La Fédération française de football (FFF) a tenté de faire annuler le carton jaune infligé à Michael Olise lors du huitième de finale de la Coupe du monde 2026 contre le Paraguay, mais la Fifa a opposé une fin de non-recevoir. L'instance internationale a confirmé le maintien de l'avertissement, comme l'a annoncé Didier Deschamps en conférence de presse ce mercredi 8 juillet, à la veille du quart de finale des Bleus face au Maroc.
Le milieu de terrain offensif, qui s'était distingué par une performance remarquée lors de ce match à élimination directe, avait écopé d'un carton jaune jugé sévère par le staff tricolore. Les images montraient un contact jugé anodin, mais l'arbitre avait estimé qu'il s'agissait d'une faute méritant un avertissement. La FFF avait donc déposé un recours auprès de la commission de discipline de la Fifa, espérant obtenir l'annulation de cette sanction et ainsi préserver Olise d'une éventuelle suspension en cas de nouvel avertissement.

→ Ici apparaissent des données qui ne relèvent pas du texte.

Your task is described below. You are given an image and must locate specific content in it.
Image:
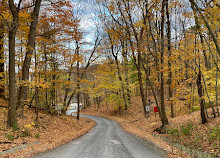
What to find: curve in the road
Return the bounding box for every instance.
[34,116,166,158]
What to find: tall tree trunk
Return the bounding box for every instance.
[0,0,6,99]
[166,2,174,117]
[189,0,220,56]
[0,22,5,98]
[160,0,168,125]
[76,41,80,120]
[18,0,42,117]
[7,0,19,127]
[196,70,207,124]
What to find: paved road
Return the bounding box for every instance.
[34,116,166,158]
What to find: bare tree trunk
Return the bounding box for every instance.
[0,22,5,98]
[160,0,168,125]
[196,70,207,124]
[166,2,174,117]
[76,41,80,120]
[7,0,19,127]
[18,0,42,117]
[189,0,220,55]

Cette décision de la Fifa place désormais Michael Olise dans une situation délicate. En effet, selon le règlement de la compétition, tout joueur recevant un carton jaune lors d'un quart de finale est automatiquement suspendu pour le match suivant, en l'occurrence la demi-finale si la France se qualifie. Olise rejoint ainsi ses coéquipiers Bradley Barcola et Manu Koné, déjà sous la menace d'une suspension pour accumulation d'avertissements. Le sélectionneur Didier Deschamps devra donc gérer cette épée de Damoclès qui pèse sur plusieurs éléments clés de son effectif.
La situation de Michael Olise contraste avec celle de l'attaquant américain Folarin Balogun, qui avait vu son carton rouge annulé par la Fifa après un recours de la fédération américaine. Balogun avait été exclu lors du seizième de finale des États-Unis contre la Bosnie-Herzégovine, mais l'instance avait estimé que l'arbitre brésilien Raphael Claus avait commis une erreur en infligeant un carton rouge direct. Cette différence de traitement a suscité des interrogations dans les rangs français, même si la FFF a accepté la décision sans la commenter publiquement.
En conférence de presse, Didier Deschamps a tenté de rassurer son groupe avant le choc contre le Maroc, prévu jeudi à 22 heures. « Nous avons fait notre demande, elle a été rejetée. Maintenant, nous nous concentrons sur le match. Michael est un joueur mature, il sait ce qu'il doit faire. Il ne doit pas changer son jeu, mais simplement être conscient de la situation », a déclaré le sélectionneur. Il a également souligné l'importance de la confiance collective avant cette rencontre décisive.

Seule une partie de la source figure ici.